A Crash Course¶
binobj
allows you to create classes to declare the structure of binary files
or streams in a convenient object-oriented way. It supports a variety of field
types, and if you need something a bit more specialized you can always subclass
Field
or one of its subclasses to create the functionality
you need.
Plain Old Strings¶
Suppose you want to create an address book application in Python, and want to store people’s information in a file. Each person has a first name, a last name, and a phone number. You could do something like:
import binobj
from binobj import fields
class PersonInfo(binobj.Struct):
first_name = fields.String(size=8)
last_name = fields.String(size=8)
phone = fields.String(size=12) # Assuming a US phone number
A little explanation: PersonInfo
is a structure with first name and last
name ASCII strings that must be exactly eight bytes each, and a phone number that
must be exactly twelve digits. Not too flexible, but we’re just getting started.
Let’s save a contact to a file.
person = PersonInfo(first_name='James', last_name='Kirk', phone='817-555-9121')
# **Always* open files in binary mode!
with open('contacts.dat', 'wb') as fdesc:
person.to_stream(fdesc)
Unfortunately this will instantly crash:
binobj.errors.ValueSizeError: String(name='first_name') can't serialize value: Value doesn't fit into 8 bytes.
This is because James
is only five bytes long. Hm. We could pad the strings
with trailing spaces and remove the trailing spaces when loading a record. Let’s
try that.
person = PersonInfo(first_name='James ', last_name='Kirk ',
phone='817-555-9121')
with open('contacts.dat', 'wb') as fdesc:
person.to_stream(fdesc)
That worked! Let’s read the record back.
with open('contacts.dat', 'rb') as fdesc:
person = PersonInfo.from_stream(fdesc)
assert person.first_name == 'James '
assert person.last_name == 'Kirk '
Looks like we got our data back correctly.
Text and Encodings¶
binobj
allows you to specify the character encoding of strings individually.
Suppose you want to internationalize your app and make it handle names with
accents in them, or even in other writing systems. We can change the strings to
be UTF-8:
class PersonInfo(binobj.Struct):
first_name = fields.String(size=8, encoding='utf-8')

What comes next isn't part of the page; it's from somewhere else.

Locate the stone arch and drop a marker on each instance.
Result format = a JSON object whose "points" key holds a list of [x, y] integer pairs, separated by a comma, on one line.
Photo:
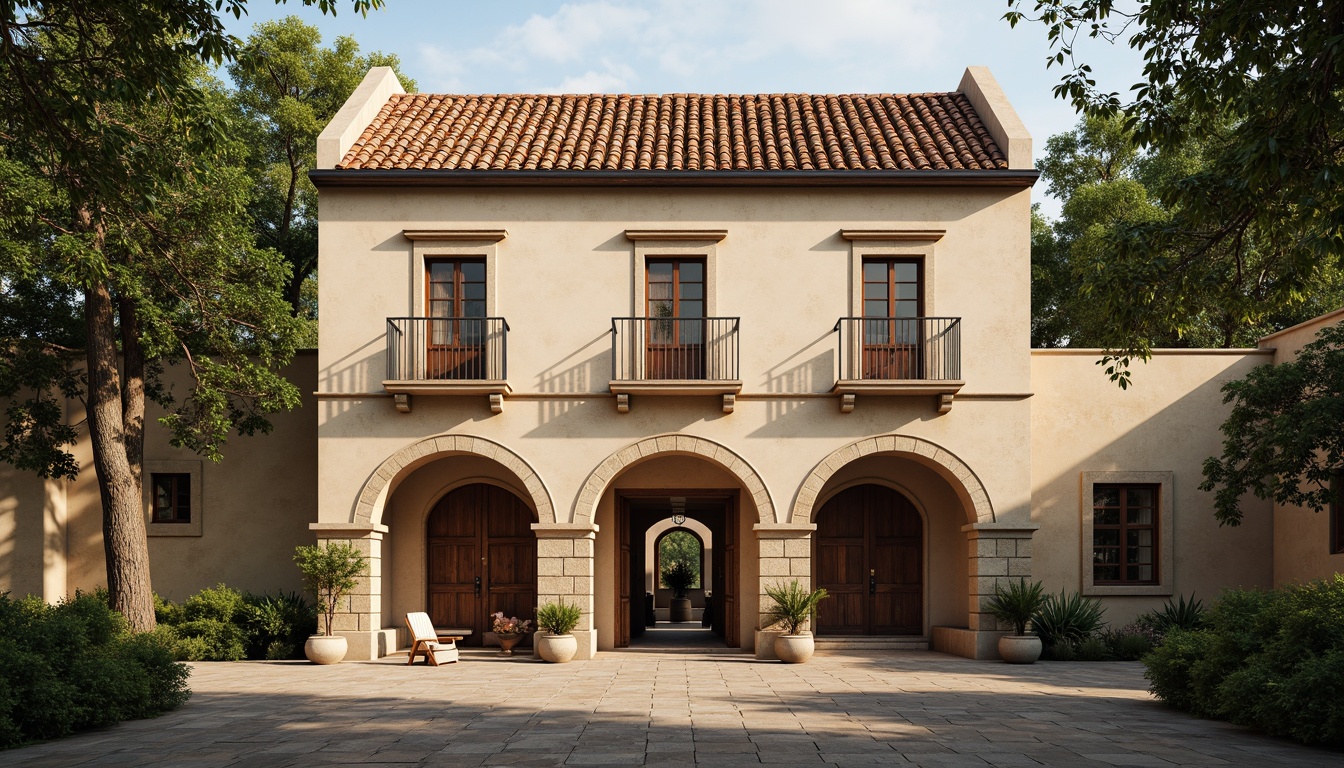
{"points": [[964, 480], [585, 506], [372, 496]]}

last_name = fields.String(size=8, encoding='utf-8')
phone = fields.String(size=12)
person = PersonInfo(first_name='Renée ', last_name='Duchamp ',
phone='123-456-7890')
assert bytes(person) == b'Ren\xc3\xa9e Duchamp 123-456-7890'
Note
Be careful with multibyte encodings! The size
argument specifies the size
of the field in bytes, not characters!
Variable-Length Fields¶
It can get a bit tedious to remember to pad strings with spaces just so we can
save the file without errors. Also: what happens if you need to store info for
someone with a long last name like O’Shaughnessy or Ramachandran? We could use a
variable-length string, like StringZ
. This
stores a string with a null byte to signal the end, like in C.
class PersonInfo(binobj.Struct):
first_name = fields.StringZ(encoding='utf-8')
last_name = fields.StringZ(encoding='utf-8')
phone = fields.StringZ() # Allow international phone numbers!
with open('contacts.dat', 'wb+') as fdesc:
person = PersonInfo(first_name='Benjamin', last_name='Sisko',
phone='415-555-8570')
person.to_stream(fdesc)
# You can reuse structs if you like, they're mutable.
person.first_name = 'James'
person.last_name = 'Kirk'
person.phone = '817-555-9121'
person.to_stream(fdesc)
Arrays¶
Let’s add a new feature to allow people to have two phone numbers. You can use
an Array
for this.
class PersonInfo(binobj.Struct):
first_name = fields.StringZ(encoding='utf-8')
last_name = fields.StringZ(encoding='utf-8')
phone_numbers = fields.Array(fields.StringZ(), count=2)
person = PersonInfo(first_name='Nerys', last_name='Kira')
person.phone_numbers = ['842-194-1959', '842-138-1877']
assert person.to_bytes() == b'Nerys\0Kira\0842-194-1959\0842-138-1877\0'
loaded = PersonInfo.from_bytes(b'Nerys\0Kira\0842-194-1959\0842-138-1877\0')
assert person == loaded
Great! But what if someone only has one phone number, or (gasp) no phone
numbers? Don’t worry, arrays can be of variable size. You’ll need to provide a
function to tell binobj
when the array ends. In this example, we’ll use an
empty phone number to signal the end of the array.
def should_halt(array, stream, values, context, loaded_fields):
if values and values[-1] == '':
# Don't forget to remove the empty phone number that we use as a
# signal to stop.
del values[-1]
return True
return False
class PersonInfo(binobj.Struct):
first_name = fields.StringZ(encoding='utf-8')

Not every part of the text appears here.